Agarwal was born in Mangalore and did his schooling in St. Aloysius Mangalore. He holds a bachelor's degree (1982) in electrical engineering from Indian Institute of Technology Madras.[4] For postgraduate study, he attended Stanford University, where he received an MS (1984) and a PhD (1987), both in electrical engineering.[2][5][6][7] His PhD thesis, Analysis of Cache Performance for Operating Systems and Multiprogramming, was written under John L. Hennessy.[8]
Career
Agarwal is the CEO of edX, a worldwide, online learning initiative of MIT and Harvard. He is a leader of the Carbon Project, which is developing new scalable multicore architectures, a new operating system for multicore and clouds called fos, and a distributed, parallel simulator for multicore and clouds called Graphite. He is a leader of the Angstrom Project, which is creating fundamental technologies for exascale computing.[9] He contributes to WebSim, a web-based electronic circuits laboratory. He led the Raw Project at CSAIL, and is a founder of Tilera Corporation. Raw was an early tiled multicore processor with 16 cores. He also teaches the edX offering of MIT's 6.002 Circuits and Electronics.
In 2013, he was elected as a member into the National Academy of Engineering for contributions to shared-memory and multicore computer architectures.

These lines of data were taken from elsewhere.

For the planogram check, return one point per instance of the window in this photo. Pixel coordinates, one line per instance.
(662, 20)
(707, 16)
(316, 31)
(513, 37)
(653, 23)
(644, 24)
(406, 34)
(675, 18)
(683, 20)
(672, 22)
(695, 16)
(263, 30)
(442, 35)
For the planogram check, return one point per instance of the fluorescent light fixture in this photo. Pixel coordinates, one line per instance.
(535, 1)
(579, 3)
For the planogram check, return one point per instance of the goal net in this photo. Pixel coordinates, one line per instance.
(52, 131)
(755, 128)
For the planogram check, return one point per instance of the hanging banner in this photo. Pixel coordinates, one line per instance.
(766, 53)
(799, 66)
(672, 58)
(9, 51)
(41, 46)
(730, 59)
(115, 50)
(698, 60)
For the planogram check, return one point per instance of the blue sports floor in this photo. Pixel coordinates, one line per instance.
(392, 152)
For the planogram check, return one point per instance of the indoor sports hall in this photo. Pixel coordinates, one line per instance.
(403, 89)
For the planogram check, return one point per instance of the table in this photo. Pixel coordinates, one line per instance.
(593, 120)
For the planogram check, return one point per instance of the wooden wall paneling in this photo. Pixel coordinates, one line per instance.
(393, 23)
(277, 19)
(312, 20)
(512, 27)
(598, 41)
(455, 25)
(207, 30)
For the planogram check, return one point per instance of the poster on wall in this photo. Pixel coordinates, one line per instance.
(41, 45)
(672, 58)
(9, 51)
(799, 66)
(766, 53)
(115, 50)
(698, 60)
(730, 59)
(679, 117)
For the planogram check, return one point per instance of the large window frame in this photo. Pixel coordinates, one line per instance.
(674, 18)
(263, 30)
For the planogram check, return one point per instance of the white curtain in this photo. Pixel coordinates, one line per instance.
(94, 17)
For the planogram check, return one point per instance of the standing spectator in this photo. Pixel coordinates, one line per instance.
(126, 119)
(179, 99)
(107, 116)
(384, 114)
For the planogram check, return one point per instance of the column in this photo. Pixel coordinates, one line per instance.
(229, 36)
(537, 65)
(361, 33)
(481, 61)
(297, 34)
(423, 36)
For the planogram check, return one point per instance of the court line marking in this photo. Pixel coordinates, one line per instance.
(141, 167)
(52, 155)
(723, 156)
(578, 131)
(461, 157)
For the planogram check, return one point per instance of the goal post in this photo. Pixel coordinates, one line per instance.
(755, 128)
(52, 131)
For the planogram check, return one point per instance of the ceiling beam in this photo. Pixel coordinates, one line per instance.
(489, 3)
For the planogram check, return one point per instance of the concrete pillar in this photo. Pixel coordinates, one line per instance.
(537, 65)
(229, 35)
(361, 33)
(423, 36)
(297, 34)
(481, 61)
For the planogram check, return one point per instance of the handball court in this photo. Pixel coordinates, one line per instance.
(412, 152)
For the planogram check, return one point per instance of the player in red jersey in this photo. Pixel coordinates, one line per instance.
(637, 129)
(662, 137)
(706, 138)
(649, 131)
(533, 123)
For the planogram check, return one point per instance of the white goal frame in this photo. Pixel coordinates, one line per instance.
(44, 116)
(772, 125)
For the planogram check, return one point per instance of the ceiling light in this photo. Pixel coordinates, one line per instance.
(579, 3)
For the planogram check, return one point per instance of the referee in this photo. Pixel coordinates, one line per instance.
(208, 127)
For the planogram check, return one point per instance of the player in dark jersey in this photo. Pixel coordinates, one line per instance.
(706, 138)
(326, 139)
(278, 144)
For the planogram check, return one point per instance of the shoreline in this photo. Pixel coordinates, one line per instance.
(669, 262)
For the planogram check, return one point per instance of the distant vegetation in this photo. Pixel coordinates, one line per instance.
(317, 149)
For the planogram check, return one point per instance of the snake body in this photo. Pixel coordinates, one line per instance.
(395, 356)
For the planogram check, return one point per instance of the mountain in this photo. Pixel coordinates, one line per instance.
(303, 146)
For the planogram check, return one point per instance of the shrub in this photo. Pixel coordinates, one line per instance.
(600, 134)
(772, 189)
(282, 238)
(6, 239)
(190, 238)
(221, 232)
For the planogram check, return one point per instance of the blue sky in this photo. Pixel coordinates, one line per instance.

His previous projects include Sparcle, a coarse-grain multithreaded (CGMT or switch-on-event SOE) microprocessor, Alewife, a scalable distributed shared memory multiprocessor, Virtual Wires, a scalable FPGA-based logic emulation system, LOUD, a beamforming microphone array, Oxygen, a pervasive human-centered computing project, and Fugu, a protected, multiuser multiprocessor.